For a change of pace, here are some new hardcover fiction titles which do not have events at Boswell. I start off with an author who we hosted in the past. Dan Vyleta came to the store for The Quiet Twin, but alas, it's back to Winnipeg for him. The new novel is The Crooked Maid (Bloomsbury), a historical set in post-war Vienna. Per the publisher, Anna Beer returns to the city she fled nine years over, having left after learning of her husband's infidelity. At the same time, a young schoolboy is summoned back from Switzerland to his stepfather's deathbed. So apparently one of the characters in The Quiet Twin haunts the action of the new story. Deborah Dundas in the Toronto Star writes "The Crooked Maid is an exploration of morality, with the characters weaving complex relationships that push the boundaries of what is acceptable. There’s a grey zone after the war where everything has changed but social norms have yet to catch up. There’s no better time to explore good and evil, right and wrong, than when so many of our assumptions have been torn apart."
Jumping from Vienna to New York, The Big Crowd (Houghton Mifflin Harcourt) returns Kevin Baker to the Big Apple, this time focusing on Charlie O'Kane, a poor Irish immigrant who worked his way up to mayor, only to be accused of a shocking mob murder, leaving his younger brother to clear his name. Darin Strauss calls The Big Crowd "inspired, fun, serious, thought-provoking, page turning..." Tom Deignan in Irish Central looks at the real-life connections: Through the character Charlie O’Kane (whose devoted brother Tommy is loosely based on O’Dwyer’s fiery politician/activist brother Paul), Baker explores O’Dwyer’s possible ties to the Reles killing and broader police corruption scandals, which ultimately compelled O’Dwyer to resign (though he cited health reasons), following his reelection in 1950." It's interesting that both Vyleta and Baker's book jackets have similar typefaces for "Crowd" and "Crooked." I guess that they are both trying to evoke postward urban.
Tom Perotta's new collection of short stories, Nine Inches (St. Martin's), does no such thing. If anything the vibe is early sixties schoolboy. Though the book was on my to-be-read list, I am ashamed to say that it's the second Perotta book I have not read in a row, after having read everything previously. Someday if Perotta visits Milwaukee, I promise to catch up. The stories range from the unraveling of a dad at a Little League game to the connections between an old woman and a benched high school football player. Helen McAlpin's take on NPR: "Nine inches is the minimum distance required between middle school students during slow dances in the title story of Tom Perrotta's first book of short stories in 19 years. Nine miles — or make that nine light-years — is the distance between many of the narrators in these 10 stories, and the family and friends they've alienated with their stupid mistakes." I'm not sure why the publisher said this is his first true collection of stories--I seem to remember reading Bad Haircut...
Linda Spalding was born and raised in Kansas, but she's a Toronto woman now, which explains how she won the 2012 Governor General's Award for The Purchase (Pantheon).

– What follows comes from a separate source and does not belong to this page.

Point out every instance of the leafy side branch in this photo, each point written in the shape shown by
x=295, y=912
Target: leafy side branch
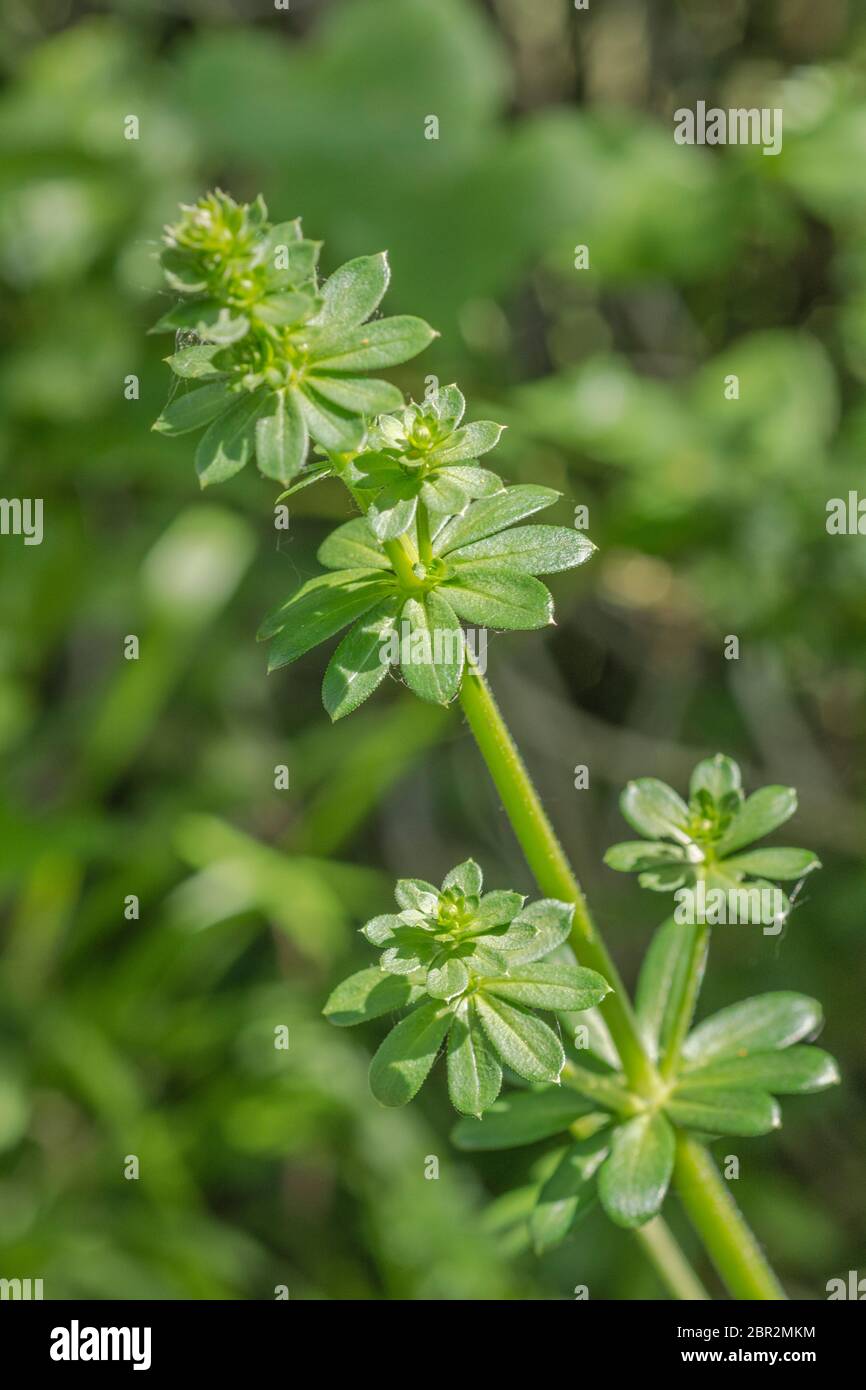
x=275, y=366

Hey, Carol Shields was also from the States. My niece and her husband are applying for Canadian residency--now all they have to do is write a great novel. Spalding's story also has American vibe--a Quaker family moves from Pennsylvania on the Virginia frontier, where slaves are the only available workers, testing the family's values in a big way. I thought I'd find an American review for this one but I have to reach over the border. Donna Bailey Nurse in the Globe and Mail posits: "With The Purchase, Spalding places a contemporary spin on the traditional novel of the antebellum South: Frontier adventure meets plantation romance meets slave narrative – and to haunting effect."
And finally, it's hard to believe I didn't write anything up for The Good Lord Bird (Riverhead), by James McBride, but I thought there was some thematic connection to the Spalding above. Henry Shackleford is a boy in the Kansas territory who leaves town with John Brown, the legendary abolitionist, but the twist is that Brown thinks Henry is a girl, and he, nicknamed "Onion", must conceal his identity to suvive the escalating violence. The nice thing about waiting a bit to write these things up is that the reviews are there. Hector Tobar in the Los Angeles Times writes that McBride has "written a fast-moving farce that's laugh-out-loud funny and filled with many wonderfully bizarre images."
Baz Dreisinger in The New York Times observes that "Irreverence becomes not a lampooning of champions and calamities but a new kind of homage. For all the gratuitous violence and adolescent revenge fantasies in Tarantino’s film (Django Unchained), it does succeed in resensitizing us to slavery’s horrors; his lurid, caricature-like portraits of slave owners and plantations ultimately repulse more than a tear-jerker could. McBride takes up these same irreverent tools and likewise innovates, though he comes not to repulse but to exalt. In his hands, John Brown is a wild and crazy old man — and more a hero than ever before."
Now I feel more caught up, but not having looked at the books on the Boswell's Best, I'm already feeling behind.
Addendum: My Houghton Mifflin Harcourt rep noted that Kevin Baker's The Big Crowd will be reviewed on Sunday by Scott Turow.